Following the Re-Reading of Spiegelhalter et al. (2002) by David at the RSS Annual Conference a few weeks ago, and my invited discussion there, I was asked to contribute a written discussion to Series B, a request obviously impossible to refuse!
The main issue with DIC is the question of its worth for Bayesian decision analysis (since I doubt there are many proponents of DIC outside the Bayesian community). The appeal of DIC is, I presume, to deliver a single summary per model under comparison and to allow therefore for a complete ranking of those models. I however object at the worth of simplicity for simplicity’s sake: models are complex (albeit less than reality) and their usages are complex as well. To consider that model A is to be preferred upon model B just because DIC(A)=1228 < DiC(B)=1237 is a mimicry of the complex mechanisms at play behind model choice, especially given the wealth of information provided by a Bayesian framework. (Non-Bayesian paradigms are more familiar with procedures based on a single estimator value.) And to abstain from accounting for the significance of the difference between DIC(A) and DIC(B) clearly makes matters worse.
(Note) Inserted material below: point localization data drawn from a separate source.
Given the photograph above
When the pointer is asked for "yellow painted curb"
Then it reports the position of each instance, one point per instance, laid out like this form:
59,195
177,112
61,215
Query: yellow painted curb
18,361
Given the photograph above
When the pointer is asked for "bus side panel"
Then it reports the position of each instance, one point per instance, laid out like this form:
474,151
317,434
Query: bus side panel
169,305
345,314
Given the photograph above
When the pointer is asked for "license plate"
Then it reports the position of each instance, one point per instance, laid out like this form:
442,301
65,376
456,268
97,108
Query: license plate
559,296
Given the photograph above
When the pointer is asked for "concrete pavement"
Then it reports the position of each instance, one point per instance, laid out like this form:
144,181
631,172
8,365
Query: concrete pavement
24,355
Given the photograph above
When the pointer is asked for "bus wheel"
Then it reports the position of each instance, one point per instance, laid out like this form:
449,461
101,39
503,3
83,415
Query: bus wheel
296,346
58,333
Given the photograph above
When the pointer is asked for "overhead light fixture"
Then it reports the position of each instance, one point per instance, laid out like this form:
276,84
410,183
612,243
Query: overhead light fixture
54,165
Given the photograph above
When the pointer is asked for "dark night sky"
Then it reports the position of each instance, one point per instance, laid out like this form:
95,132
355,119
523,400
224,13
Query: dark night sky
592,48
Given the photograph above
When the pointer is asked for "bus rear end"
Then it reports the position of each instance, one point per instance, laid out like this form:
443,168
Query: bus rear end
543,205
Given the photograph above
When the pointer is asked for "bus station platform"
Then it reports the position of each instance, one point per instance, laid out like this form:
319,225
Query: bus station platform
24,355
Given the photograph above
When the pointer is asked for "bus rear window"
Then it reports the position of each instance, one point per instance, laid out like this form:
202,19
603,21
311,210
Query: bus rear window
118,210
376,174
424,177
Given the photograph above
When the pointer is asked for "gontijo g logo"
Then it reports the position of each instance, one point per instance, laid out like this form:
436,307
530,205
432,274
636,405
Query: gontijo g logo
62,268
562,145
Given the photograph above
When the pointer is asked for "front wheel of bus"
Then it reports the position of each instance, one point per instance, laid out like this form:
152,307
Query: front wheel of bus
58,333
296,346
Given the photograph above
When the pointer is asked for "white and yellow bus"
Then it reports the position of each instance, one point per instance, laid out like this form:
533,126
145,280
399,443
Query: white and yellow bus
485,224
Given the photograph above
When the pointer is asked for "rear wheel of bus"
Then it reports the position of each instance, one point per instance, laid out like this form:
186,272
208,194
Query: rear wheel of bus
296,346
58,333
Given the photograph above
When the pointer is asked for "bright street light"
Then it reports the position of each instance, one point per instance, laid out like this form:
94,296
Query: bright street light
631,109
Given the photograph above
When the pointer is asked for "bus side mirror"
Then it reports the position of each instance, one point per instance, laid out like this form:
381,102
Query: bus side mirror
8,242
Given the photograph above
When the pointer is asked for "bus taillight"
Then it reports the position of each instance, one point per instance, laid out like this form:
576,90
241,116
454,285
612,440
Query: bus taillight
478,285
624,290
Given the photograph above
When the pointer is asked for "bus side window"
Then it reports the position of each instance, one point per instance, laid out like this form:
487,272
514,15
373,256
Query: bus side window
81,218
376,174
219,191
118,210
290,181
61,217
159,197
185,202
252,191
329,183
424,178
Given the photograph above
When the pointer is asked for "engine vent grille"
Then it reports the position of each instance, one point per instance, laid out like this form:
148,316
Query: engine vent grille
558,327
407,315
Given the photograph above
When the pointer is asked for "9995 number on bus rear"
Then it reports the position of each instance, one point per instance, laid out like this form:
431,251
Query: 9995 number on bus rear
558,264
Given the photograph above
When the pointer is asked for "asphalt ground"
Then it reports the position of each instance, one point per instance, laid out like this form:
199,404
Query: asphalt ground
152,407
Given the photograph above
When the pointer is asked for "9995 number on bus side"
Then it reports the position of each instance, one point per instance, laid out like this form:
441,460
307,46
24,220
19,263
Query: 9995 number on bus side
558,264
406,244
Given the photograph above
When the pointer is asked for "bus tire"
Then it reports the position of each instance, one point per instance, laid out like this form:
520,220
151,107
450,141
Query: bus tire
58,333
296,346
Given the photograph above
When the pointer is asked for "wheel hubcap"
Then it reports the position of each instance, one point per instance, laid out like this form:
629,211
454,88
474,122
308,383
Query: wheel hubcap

This is not even discussing the stylised setting where one model is considered as “true” and where procedures are compared by their ability to recover the “truth”. David Spiegelhalter repeatedly mentioned during his talk that he was not interested in this. This stance brings another objection, though, namely that models can only be compared against their predictive abilities, which DIC seems unable to capture. Once again, what is needed is a multi-factor and all-encompassing criterion that evaluates the predictive models in terms of their recovery of some features of the phenomenon under study. Or of the process being conducted. (Even stooping down to a one-dimensional loss function that is supposed to summarise the purpose of the model comparison does not produce anything close to the DIC function.)
Obviously, considering that asymptotic consistency is of no importance whatsoever (as repeated by David in Newcastle) avoids some embarrassing questions, except the one about the true purpose of statistical models and procedures. How can they be compared if no model is true and if accumulating data from a given model is not meaningful? How can simulation be conducted in such a barren landscape? I find it the more difficult to accept this minimalist attitude that models are truly used as if they were or could be true, at several stages in the process. It also prevents the study of the criterion under model misspecification, which would clearly be of interest.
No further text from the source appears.